To respond to the pandemic, which is having severe financial and economic costs for African countries, UNECA recommends that these countries, as a safety net, provide incentives for importers of food quickly to secure purchases abroad, to ensure sufficient reserves of basic foods.
It also recommended that governments prepare budgetary stimulus packages (for example, guaranteeing salaries for those who cannot work due to the crisis, to protect consumption and investment) and maintaining infrastructure investments, to protect jobs.
Governments, it said, should also fund preparation, prevention and medical and health facilities, including logistics, and use the crisis to improve health systems.

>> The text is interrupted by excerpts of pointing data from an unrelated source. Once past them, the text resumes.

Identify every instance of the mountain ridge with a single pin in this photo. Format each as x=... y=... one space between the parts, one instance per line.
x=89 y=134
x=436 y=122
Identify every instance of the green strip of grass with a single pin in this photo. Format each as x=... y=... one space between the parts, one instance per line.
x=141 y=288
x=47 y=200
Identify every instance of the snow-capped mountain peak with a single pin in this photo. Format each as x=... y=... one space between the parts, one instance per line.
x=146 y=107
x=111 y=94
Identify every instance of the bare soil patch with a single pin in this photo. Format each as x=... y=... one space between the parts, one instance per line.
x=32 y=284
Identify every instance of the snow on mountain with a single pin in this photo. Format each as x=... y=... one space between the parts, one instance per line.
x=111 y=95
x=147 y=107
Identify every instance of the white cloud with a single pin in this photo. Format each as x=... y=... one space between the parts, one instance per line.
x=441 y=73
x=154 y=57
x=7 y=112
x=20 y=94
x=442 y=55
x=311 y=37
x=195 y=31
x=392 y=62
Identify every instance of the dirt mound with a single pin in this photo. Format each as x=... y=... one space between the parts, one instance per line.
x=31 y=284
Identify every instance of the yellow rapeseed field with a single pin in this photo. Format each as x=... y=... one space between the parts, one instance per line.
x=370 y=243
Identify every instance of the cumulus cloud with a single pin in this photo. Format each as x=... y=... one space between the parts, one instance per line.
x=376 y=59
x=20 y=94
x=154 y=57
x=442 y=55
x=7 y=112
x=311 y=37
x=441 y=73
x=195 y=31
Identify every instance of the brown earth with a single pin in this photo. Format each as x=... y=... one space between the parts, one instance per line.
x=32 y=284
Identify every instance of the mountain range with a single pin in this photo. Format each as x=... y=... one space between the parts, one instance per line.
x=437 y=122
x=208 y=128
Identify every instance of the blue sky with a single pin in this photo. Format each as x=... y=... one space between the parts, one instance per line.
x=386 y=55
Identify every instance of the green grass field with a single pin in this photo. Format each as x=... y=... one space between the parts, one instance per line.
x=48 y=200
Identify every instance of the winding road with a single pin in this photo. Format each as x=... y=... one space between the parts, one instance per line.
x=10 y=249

UNECA estimates that the country that will be hardest hit economically in Africa is São Tomé and Príncipe, whose dependence on income from tourism is expected to lead to a drop of 34% in its production.
The downturn in this sector generates significant budgetary imbalances in the archipelago, requiring “tough measures.”
Among the countries that are expected to be most affected are oil producers such as the Republic of Congo (-10.6%), Equatorial Guinea (-7.5%) and Angola (-5.7%).
In budgetary terms, the largest economies in Africa also have high debts, limiting their capacity to respond to stimulus: the debt of Angola is estimated by UNECA at 95%, and Mozambique’s at 108.8% of their respective Gross Domestic Product (GDP).
While Mozambique has a projected budget deficit of 6.1% this year, Angola has an expected surplus of 0.7%, and therefore additional capacity to manage partially the impact of a loss of revenue.